La valutazione mostra che ci sono molti progetti indipendenti che funzionano ma possono essere meglio riuniti in una visione totale del sistema alimentare. Oltre a ridurre il consumo di carne, il rispetto della Schijf van Vijf (lo schema alimentare equilibrato che prevede l’assunzione dei principali nutrienti) rimane importante per il gabinetto. “Se più persone mangiano secondo quello schema, che prevede un buon equilibrio tra il consumo di proteine ​​animali e vegetali, questo contribuisce sia alla sostenibilità che alla salute”, scrive il ministro Staghouwer in una lettera alla Camera.
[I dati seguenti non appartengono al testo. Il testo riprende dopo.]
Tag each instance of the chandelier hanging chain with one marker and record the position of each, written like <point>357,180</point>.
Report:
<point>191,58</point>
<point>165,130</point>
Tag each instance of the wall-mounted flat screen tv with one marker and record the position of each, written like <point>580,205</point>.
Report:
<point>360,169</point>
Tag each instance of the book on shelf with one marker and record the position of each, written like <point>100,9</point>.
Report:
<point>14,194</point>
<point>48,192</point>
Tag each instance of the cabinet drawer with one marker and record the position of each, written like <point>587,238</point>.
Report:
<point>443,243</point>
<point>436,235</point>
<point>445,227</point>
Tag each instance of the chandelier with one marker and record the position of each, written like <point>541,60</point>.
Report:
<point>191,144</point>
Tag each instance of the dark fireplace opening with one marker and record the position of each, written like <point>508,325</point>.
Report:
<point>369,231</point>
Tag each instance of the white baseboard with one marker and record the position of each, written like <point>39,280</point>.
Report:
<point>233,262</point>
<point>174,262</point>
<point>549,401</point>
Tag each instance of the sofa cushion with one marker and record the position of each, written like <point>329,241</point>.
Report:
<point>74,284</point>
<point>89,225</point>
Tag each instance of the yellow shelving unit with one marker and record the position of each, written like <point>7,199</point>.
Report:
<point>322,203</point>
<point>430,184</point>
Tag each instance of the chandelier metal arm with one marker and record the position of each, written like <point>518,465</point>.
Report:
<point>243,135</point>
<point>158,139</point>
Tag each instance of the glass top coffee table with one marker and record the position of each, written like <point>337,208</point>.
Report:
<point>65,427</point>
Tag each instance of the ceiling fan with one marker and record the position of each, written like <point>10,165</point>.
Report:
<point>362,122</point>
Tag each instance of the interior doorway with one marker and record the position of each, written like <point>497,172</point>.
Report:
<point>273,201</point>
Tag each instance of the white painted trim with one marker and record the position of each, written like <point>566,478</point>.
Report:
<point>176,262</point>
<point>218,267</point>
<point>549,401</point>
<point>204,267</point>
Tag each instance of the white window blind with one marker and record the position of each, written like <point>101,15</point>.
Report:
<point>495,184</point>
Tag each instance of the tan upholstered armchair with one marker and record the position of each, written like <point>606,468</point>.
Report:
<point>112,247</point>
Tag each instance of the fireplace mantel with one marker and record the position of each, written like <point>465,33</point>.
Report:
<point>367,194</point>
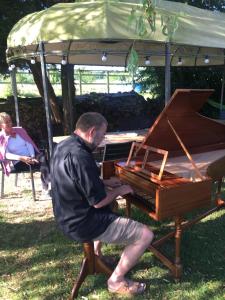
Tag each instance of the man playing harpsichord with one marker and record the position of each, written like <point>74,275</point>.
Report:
<point>81,202</point>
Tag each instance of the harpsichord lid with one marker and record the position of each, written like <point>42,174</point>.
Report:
<point>182,112</point>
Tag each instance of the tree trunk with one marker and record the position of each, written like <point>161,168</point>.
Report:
<point>68,94</point>
<point>55,111</point>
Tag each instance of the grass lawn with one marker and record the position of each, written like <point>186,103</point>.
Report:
<point>38,262</point>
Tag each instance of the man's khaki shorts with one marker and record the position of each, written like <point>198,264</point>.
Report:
<point>122,231</point>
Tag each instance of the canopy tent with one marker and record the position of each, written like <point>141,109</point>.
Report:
<point>79,33</point>
<point>82,31</point>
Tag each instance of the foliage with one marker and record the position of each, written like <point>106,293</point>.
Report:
<point>11,11</point>
<point>144,18</point>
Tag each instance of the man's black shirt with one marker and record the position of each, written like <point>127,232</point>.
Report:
<point>76,187</point>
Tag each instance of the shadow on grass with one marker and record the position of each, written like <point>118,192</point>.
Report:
<point>51,262</point>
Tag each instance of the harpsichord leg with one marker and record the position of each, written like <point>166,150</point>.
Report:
<point>177,263</point>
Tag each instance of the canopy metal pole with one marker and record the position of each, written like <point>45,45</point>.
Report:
<point>222,88</point>
<point>46,96</point>
<point>167,73</point>
<point>14,88</point>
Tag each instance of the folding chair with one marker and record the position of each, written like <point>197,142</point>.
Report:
<point>13,171</point>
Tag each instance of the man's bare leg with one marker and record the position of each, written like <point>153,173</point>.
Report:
<point>129,258</point>
<point>97,248</point>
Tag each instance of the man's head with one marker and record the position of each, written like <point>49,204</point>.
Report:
<point>5,122</point>
<point>91,126</point>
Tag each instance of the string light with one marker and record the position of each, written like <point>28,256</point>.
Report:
<point>11,67</point>
<point>147,61</point>
<point>206,59</point>
<point>104,56</point>
<point>33,61</point>
<point>180,62</point>
<point>64,61</point>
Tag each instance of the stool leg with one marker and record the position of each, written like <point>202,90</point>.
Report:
<point>91,264</point>
<point>32,183</point>
<point>2,185</point>
<point>83,274</point>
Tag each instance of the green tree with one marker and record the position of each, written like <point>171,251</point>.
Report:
<point>11,11</point>
<point>152,79</point>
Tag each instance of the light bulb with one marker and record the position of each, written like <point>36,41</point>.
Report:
<point>32,61</point>
<point>147,61</point>
<point>104,56</point>
<point>180,62</point>
<point>206,59</point>
<point>63,61</point>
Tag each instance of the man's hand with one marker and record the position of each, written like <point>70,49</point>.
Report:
<point>28,160</point>
<point>125,189</point>
<point>122,190</point>
<point>112,182</point>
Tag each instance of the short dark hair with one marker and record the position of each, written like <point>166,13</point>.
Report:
<point>3,116</point>
<point>90,119</point>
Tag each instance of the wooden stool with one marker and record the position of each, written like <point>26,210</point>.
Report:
<point>91,264</point>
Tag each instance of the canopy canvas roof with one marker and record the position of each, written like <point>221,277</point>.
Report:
<point>82,31</point>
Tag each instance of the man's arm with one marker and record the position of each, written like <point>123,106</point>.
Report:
<point>111,195</point>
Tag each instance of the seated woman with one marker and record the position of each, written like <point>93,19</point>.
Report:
<point>18,147</point>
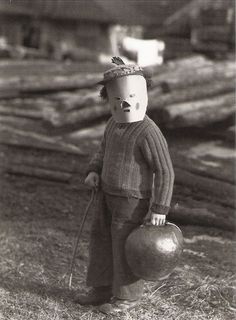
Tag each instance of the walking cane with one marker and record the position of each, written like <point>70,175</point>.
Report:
<point>79,235</point>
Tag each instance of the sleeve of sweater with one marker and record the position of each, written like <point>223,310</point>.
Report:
<point>96,162</point>
<point>155,151</point>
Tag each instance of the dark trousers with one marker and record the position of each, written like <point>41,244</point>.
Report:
<point>114,219</point>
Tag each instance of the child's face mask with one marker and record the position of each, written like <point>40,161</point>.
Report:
<point>128,98</point>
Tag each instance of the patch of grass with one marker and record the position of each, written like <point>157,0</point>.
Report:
<point>37,234</point>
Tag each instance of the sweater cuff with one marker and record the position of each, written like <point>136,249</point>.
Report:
<point>159,209</point>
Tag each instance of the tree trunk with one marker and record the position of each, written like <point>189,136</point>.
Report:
<point>187,77</point>
<point>158,101</point>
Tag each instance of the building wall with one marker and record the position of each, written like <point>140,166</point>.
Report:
<point>11,28</point>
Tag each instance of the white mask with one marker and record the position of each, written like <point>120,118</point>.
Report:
<point>128,98</point>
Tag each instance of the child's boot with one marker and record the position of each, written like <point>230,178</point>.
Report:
<point>118,305</point>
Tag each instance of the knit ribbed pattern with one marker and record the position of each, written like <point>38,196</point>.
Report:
<point>132,156</point>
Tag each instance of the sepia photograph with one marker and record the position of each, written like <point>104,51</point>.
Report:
<point>117,160</point>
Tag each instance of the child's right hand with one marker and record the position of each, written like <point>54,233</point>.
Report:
<point>92,180</point>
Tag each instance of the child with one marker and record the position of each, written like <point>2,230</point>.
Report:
<point>133,154</point>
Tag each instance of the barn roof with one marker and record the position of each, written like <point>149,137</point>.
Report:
<point>129,12</point>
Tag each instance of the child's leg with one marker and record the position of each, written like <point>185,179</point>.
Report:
<point>127,214</point>
<point>100,269</point>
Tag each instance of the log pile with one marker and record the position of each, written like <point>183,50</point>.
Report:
<point>48,131</point>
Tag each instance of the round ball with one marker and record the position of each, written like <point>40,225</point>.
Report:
<point>152,252</point>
L’obiettivo è che i consumatori mangino il 50% di proteine ​​animali e il 50% di proteine ​​vegetali entro il 2030. I supermercati, l’industria alberghiera e della ristorazione e l’industria alimentare devono “assumersi le proprie responsabilità”  rendere più facile per i consumatori scegliere cibi sostenibili e sani.

L’accordo di coalizione prevede già un aumento delle tasse sulle bevande analcoliche, una tassa sullo zucchero e una riduzione dell’IVA sui prodotti ortofrutticoli dal 9 allo 0%. Una tassa sulla carne non era invece inclusa.